One of the bedrock ideas behind Modern Portfolio Theory (MPT) is that diversification lowers risk.
A simple view of that concept is that a portfolio of many stocks is less risky than a portfolio that contains one stock because the impact of a failure like Lehman Brothers or Enron won’t blow apart your whole portfolio. Of course, all stocks can go down substantially, like they did in 2008, so diversification doesn’t eliminate risk.
A more nuanced view of the same idea is that if two assets aren’t perfectly correlated, the portfolio volatility that contains both assets will be lower than the volatility of each asset individually. The chart below helps illustrate the concept.
The chart above is a classic image in finance. It plots the risk and return characteristics for portfolios with various weights of stocks and bonds. To create this chart, I took the realized returns adjusted for inflation for large cap stocks and long-term bonds from Ibbotson & Associates from 1926 to March of 2015.

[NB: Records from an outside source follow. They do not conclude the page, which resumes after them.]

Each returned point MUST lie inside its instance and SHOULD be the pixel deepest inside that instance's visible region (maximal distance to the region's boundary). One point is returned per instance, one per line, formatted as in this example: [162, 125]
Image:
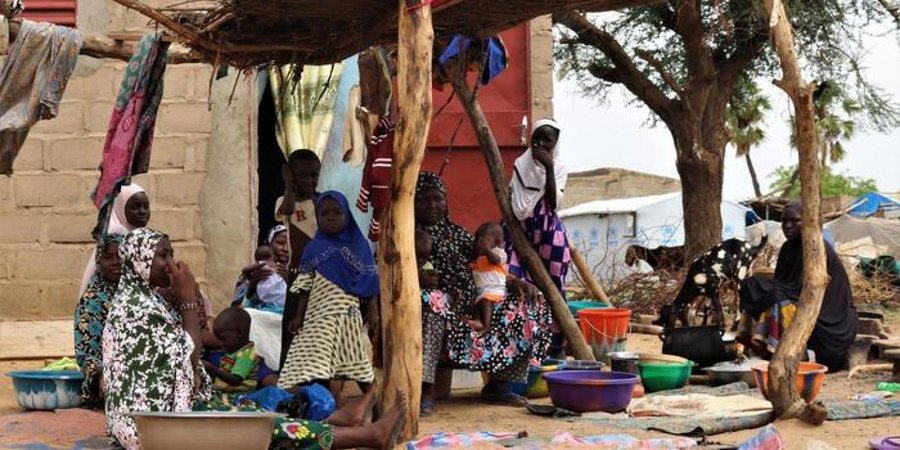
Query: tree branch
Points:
[665, 74]
[625, 71]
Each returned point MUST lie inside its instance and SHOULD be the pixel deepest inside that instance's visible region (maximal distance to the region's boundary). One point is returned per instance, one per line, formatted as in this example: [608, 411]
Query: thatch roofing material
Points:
[247, 33]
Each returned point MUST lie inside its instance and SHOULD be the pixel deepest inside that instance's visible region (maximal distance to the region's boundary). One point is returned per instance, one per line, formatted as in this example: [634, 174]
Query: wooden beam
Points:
[783, 367]
[104, 47]
[530, 258]
[401, 297]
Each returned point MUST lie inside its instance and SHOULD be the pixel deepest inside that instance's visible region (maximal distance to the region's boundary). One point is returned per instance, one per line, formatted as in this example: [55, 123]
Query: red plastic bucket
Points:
[605, 330]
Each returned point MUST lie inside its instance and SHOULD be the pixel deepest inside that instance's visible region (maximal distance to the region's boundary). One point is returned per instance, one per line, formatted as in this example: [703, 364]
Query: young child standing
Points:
[297, 211]
[490, 272]
[337, 272]
[237, 369]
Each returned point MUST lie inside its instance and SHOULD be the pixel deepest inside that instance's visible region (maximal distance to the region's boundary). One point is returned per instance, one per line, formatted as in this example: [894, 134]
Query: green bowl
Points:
[578, 305]
[662, 376]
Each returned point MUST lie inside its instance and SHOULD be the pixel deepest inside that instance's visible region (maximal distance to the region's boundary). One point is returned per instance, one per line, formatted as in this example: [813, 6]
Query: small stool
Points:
[893, 355]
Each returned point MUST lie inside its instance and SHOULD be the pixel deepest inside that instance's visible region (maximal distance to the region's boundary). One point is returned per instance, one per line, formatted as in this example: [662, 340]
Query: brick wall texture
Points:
[45, 211]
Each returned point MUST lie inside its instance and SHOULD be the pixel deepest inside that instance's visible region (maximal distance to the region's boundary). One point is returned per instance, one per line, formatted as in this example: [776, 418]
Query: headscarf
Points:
[530, 177]
[274, 232]
[452, 247]
[118, 224]
[345, 258]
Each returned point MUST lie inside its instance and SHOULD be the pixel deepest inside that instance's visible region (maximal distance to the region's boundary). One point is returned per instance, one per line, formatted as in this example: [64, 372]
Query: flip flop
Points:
[426, 408]
[505, 399]
[885, 443]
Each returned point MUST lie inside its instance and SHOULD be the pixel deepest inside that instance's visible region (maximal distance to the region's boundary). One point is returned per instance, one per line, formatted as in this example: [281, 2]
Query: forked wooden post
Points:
[783, 367]
[401, 300]
[530, 258]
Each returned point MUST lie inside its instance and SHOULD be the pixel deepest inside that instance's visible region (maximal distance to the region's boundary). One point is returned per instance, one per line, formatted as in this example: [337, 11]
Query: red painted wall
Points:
[505, 101]
[59, 12]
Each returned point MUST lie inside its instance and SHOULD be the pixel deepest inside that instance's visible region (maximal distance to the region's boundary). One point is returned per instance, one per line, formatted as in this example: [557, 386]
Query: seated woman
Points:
[520, 327]
[90, 318]
[773, 302]
[151, 359]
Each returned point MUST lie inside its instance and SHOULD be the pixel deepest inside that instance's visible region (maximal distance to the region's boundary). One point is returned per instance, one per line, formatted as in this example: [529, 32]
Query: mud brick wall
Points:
[45, 210]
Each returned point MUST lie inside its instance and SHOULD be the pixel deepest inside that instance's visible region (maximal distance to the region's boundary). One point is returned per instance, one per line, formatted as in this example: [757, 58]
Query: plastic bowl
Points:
[537, 386]
[46, 390]
[205, 430]
[579, 364]
[810, 377]
[662, 376]
[591, 390]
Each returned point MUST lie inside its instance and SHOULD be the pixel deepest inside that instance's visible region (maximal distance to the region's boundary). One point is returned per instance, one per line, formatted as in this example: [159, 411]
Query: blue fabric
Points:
[496, 59]
[320, 402]
[266, 398]
[345, 258]
[867, 204]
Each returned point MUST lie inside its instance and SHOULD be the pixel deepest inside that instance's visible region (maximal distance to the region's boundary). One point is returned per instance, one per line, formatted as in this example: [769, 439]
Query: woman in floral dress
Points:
[151, 358]
[90, 319]
[520, 326]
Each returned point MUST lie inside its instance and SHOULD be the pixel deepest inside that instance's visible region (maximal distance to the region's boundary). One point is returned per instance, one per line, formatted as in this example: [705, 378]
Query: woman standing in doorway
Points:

(A quick thanks to all of our summer interns, but particularly to Griffin Diemer who actually put all of this data together for me and helped out with the analysis).
Each dot on the chart represents a portfolio with a different mix of stocks and bonds. The top right position is 100 percent stocks and has the highest realized real return and the highest realized volatility.
At the other end of the spectrum is a portfolio that is 100 percent bonds. While it has the lowest realized real return as seen on the y-axis, notice that it doesn’t have the lowest realized volatility, which can be seen on the x-axis.
The portfolio with the lowest realized volatility is actually the portfolio with a 15/85 stock/bond mix.
Investors who want the lowest volatility, therefore, shouldn’t invest in a portfolio of only low risk assets because including some high risk assets lowers overall portfolio volatility when the two assets don’t move in lockstep with each other.
Interestingly, the lowest risk portfolio isn’t necessarily optimal either – for investors who want to earn the most unit of return for each unit of risk (or maximize the Sharpe ratio), they should have invested in the mix that was 35 percent stocks and 65 percent bonds.
That’s the fundamental idea behind the famous paper by Harry Markowitz in 1952, simply titled ‘Portfolio Selection.’
While the idea is elegant and perfectly right, the problem is that we can only solve this equation with historical data or estimates for the future, which are both problematic for their own reasons – historical data tells us what happened in the past, but not what will happen in the future and estimates for the future will undoubtedly be wrong.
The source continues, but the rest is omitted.